Die spektakuläre Befreiung von drei seit Jahren vermissten Frauen in Cleveland sorgt in den USA für grosse Freude. Während die Ermittlungen am Mittwoch auf Hochtouren liefen, wurde das befreite Entführungsopfer Amanda Berry als Heldin gefeiert.
Nach zehn Jahren Gefangenschaft war es Berry am Montag gelungen, aus dem Haus des mutmasslichen Entführers entkommen. «Amanda hier ist die echte Heldin», sagte der stellvertretende Polizeichef Ed Tomba. «Sie hat die Sache ins Laufen gebracht (…) Ohne sie wären wir jetzt nicht hier.»
Nach Berrys Flucht wurden auch Gina DeJesus und Michelle Knight aus dem Haus befreit. Beide waren wie Berry zwischen 2002 und 2004 zuletzt gesehen worden. Ein ebenfalls befreites sechsjähriges Mädchen soll die Tochter von Amanda Berry sein.
Anklage wegen Entführung droht
Ariel Castro, der Hauptverdächtige, und zwei Brüder von ihm wurden festgenommen. Von den Behörden veröffentlichte Bilder der Verdächtigen zeigen drei eher korpulente Männer mit grauen Bärten. Die Richter gaben der Polizei 48 Stunden Zeit, um konkrete Vorwürfe gegen die Männer zu formulieren.
Die drei Brüder sollten noch am Mittwoch einem Richter vorgeführt werden. Der Anwalt und Strafrechtsexperte Page Pate sagte der Nachrichtenagentur AFP, den Männern drohe mindestens eine Anklage wegen Entführung.
Ketten und Seile gefunden
Die Ermittler müssen sich unterdessen trotz der Befreiung Kritik gefallen lassen. Nachbarn hatten laut Medienberichten die Polizei mehrmals auf eigenartige Vorgänge und angeblich sogar auf «Frauen in Ketten» in dem Haus aufmerksam gemacht.

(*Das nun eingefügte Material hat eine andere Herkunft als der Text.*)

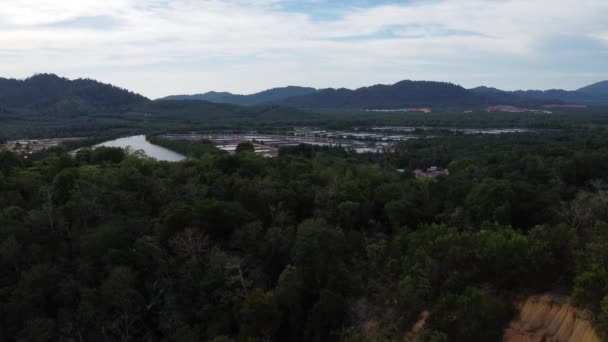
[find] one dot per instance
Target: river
(139, 142)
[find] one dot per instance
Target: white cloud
(248, 45)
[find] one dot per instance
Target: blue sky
(162, 47)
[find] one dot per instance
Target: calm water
(139, 142)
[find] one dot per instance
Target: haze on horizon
(163, 47)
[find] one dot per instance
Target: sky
(164, 47)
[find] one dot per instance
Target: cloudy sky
(162, 47)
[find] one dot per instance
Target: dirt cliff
(550, 318)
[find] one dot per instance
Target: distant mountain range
(267, 96)
(50, 93)
(408, 94)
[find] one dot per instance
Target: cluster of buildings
(28, 147)
(269, 144)
(513, 109)
(402, 110)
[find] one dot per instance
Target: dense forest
(318, 244)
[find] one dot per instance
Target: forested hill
(595, 94)
(266, 96)
(600, 88)
(408, 94)
(49, 92)
(398, 95)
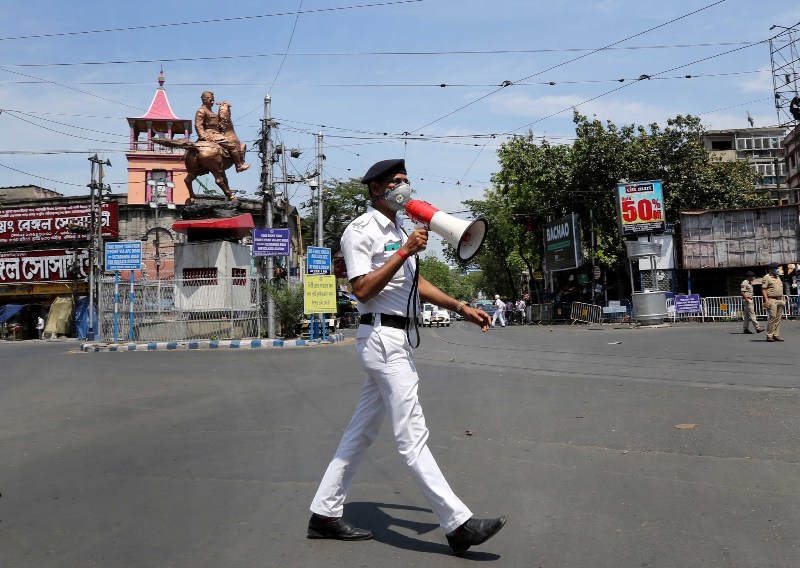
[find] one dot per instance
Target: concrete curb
(209, 344)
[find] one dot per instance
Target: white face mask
(397, 197)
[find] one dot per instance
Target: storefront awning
(9, 311)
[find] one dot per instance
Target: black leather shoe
(474, 532)
(338, 528)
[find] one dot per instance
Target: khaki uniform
(747, 305)
(772, 287)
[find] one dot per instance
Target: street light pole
(95, 236)
(268, 195)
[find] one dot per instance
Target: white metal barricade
(586, 313)
(683, 316)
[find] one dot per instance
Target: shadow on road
(373, 516)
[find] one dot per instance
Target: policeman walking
(772, 290)
(381, 266)
(747, 303)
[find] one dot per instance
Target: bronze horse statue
(206, 156)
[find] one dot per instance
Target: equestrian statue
(217, 147)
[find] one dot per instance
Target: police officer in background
(772, 290)
(381, 266)
(747, 303)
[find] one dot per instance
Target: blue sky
(356, 69)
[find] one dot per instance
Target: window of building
(165, 192)
(239, 276)
(200, 276)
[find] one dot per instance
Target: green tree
(538, 182)
(342, 202)
(288, 307)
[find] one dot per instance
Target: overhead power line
(211, 21)
(376, 53)
(401, 85)
(509, 83)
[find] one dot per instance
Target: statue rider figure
(206, 123)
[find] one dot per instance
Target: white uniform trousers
(390, 386)
(501, 315)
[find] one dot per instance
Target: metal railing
(181, 309)
(730, 308)
(586, 313)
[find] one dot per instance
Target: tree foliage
(538, 182)
(449, 281)
(342, 202)
(289, 307)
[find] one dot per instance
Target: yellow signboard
(319, 294)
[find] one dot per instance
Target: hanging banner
(562, 244)
(640, 208)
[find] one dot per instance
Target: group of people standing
(503, 308)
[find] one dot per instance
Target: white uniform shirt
(367, 243)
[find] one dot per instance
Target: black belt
(389, 320)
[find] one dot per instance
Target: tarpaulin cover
(9, 311)
(82, 317)
(58, 320)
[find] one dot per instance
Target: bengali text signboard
(270, 242)
(318, 261)
(43, 265)
(319, 295)
(640, 208)
(52, 223)
(124, 255)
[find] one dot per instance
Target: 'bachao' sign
(562, 244)
(51, 223)
(640, 207)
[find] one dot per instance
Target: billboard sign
(319, 295)
(124, 255)
(640, 208)
(562, 244)
(51, 223)
(270, 242)
(318, 261)
(43, 265)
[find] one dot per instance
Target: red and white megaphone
(466, 236)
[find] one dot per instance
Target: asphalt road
(210, 458)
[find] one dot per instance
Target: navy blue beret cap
(384, 168)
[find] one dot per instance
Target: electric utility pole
(95, 235)
(268, 195)
(320, 159)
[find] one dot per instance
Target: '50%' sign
(641, 207)
(641, 211)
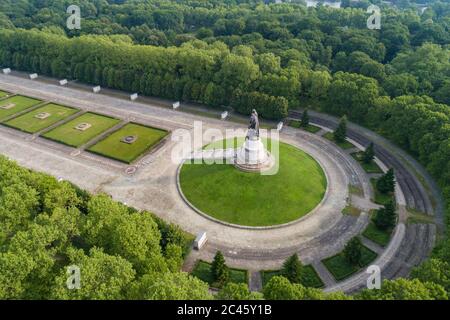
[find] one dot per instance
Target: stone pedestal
(253, 156)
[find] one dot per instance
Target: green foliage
(353, 251)
(368, 154)
(305, 119)
(434, 271)
(341, 131)
(219, 270)
(47, 226)
(292, 269)
(386, 217)
(403, 289)
(169, 286)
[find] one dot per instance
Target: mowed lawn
(67, 134)
(252, 199)
(29, 123)
(21, 103)
(113, 147)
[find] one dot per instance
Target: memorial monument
(253, 156)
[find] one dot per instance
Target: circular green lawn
(252, 199)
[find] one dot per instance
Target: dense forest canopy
(47, 226)
(252, 54)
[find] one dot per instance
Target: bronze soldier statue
(254, 125)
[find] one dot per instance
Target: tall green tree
(305, 118)
(353, 251)
(341, 131)
(368, 154)
(219, 269)
(386, 217)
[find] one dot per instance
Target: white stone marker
(224, 115)
(280, 126)
(200, 240)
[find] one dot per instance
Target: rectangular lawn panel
(310, 277)
(29, 123)
(202, 270)
(21, 103)
(340, 268)
(113, 147)
(69, 135)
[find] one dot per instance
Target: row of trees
(46, 226)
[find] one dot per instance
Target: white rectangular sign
(200, 240)
(224, 115)
(280, 126)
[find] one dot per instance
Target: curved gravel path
(153, 187)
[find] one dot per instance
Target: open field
(21, 103)
(252, 199)
(28, 122)
(310, 278)
(68, 133)
(113, 147)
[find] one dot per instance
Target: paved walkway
(154, 185)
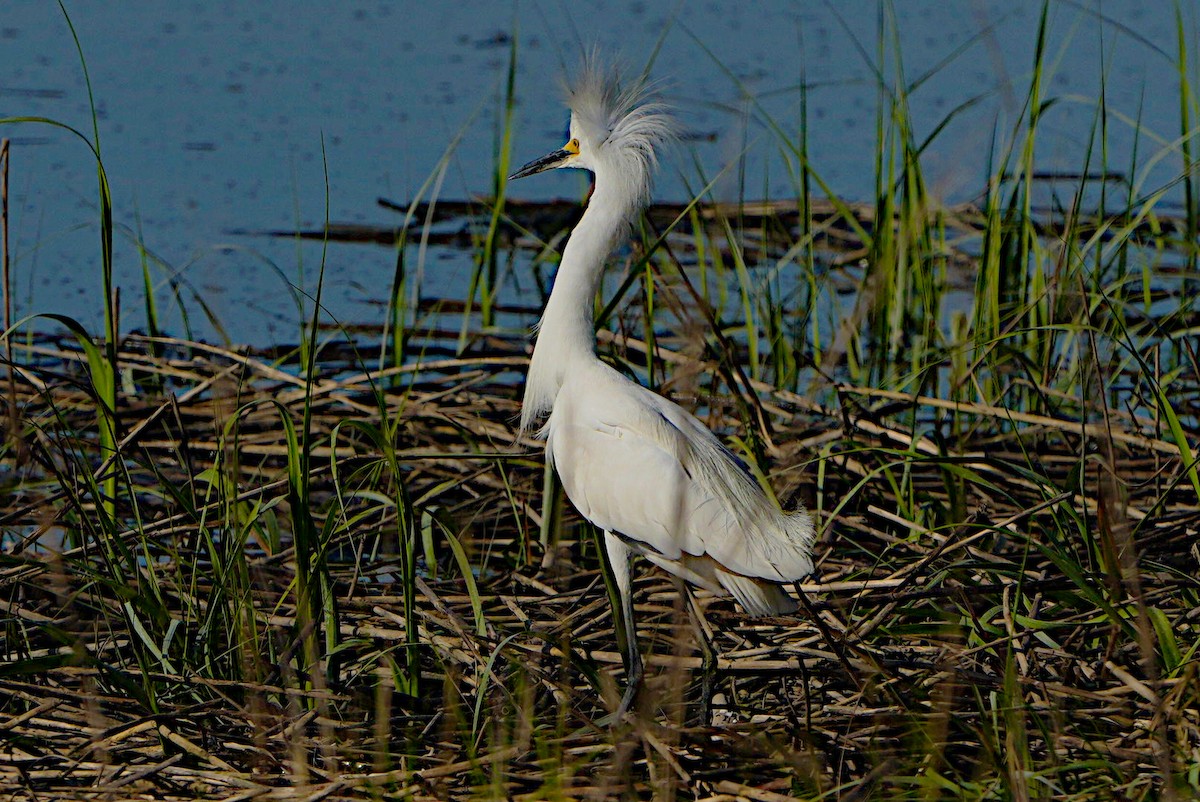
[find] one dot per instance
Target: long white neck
(567, 331)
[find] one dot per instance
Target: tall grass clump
(328, 569)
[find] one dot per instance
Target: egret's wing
(634, 462)
(623, 480)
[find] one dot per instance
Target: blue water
(222, 117)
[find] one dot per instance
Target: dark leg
(618, 557)
(708, 654)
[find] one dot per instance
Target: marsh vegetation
(331, 570)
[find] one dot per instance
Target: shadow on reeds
(321, 573)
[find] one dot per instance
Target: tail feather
(759, 598)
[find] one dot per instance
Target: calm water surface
(222, 117)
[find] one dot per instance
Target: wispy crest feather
(621, 124)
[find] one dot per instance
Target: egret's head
(613, 132)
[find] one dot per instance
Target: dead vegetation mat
(995, 596)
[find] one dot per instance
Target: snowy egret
(640, 467)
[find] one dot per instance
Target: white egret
(639, 466)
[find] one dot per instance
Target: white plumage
(634, 464)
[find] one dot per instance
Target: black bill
(549, 161)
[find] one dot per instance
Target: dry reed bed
(1027, 634)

Am Mittwoch entdeckten die Ermittler tatsächlich Ketten und Seile in dem Haus. «Wir können bestätigen, dass die Frauen gefesselt wurden», sagte Polizeichef Michael McGrath am Mittwoch dem Sender NBC. Details zu den Umständen des jahrelangen Verschwindens der heute 23, 27 und 32 Jahre alten Frauen wurden zunächst nicht bekannt.
Nachbar ruft Polizei
Amanda Berry kam frei, nachdem Nachbar Charles Ramsey am Montag Hilferufe aus dem Haus gehört hatte. Mit seiner Hilfe rief sie den Berichten zufolge die Polizei. Ramsey wurde über Nacht zum Helden hochstilisiert: Videos davon, wie der Tellerwäscher von seiner Heldentat berichtet, wurden auf YouTube seit Montag hunderttausende Mal angeklickt und über Twitter und Yahoo weiterverbreitet.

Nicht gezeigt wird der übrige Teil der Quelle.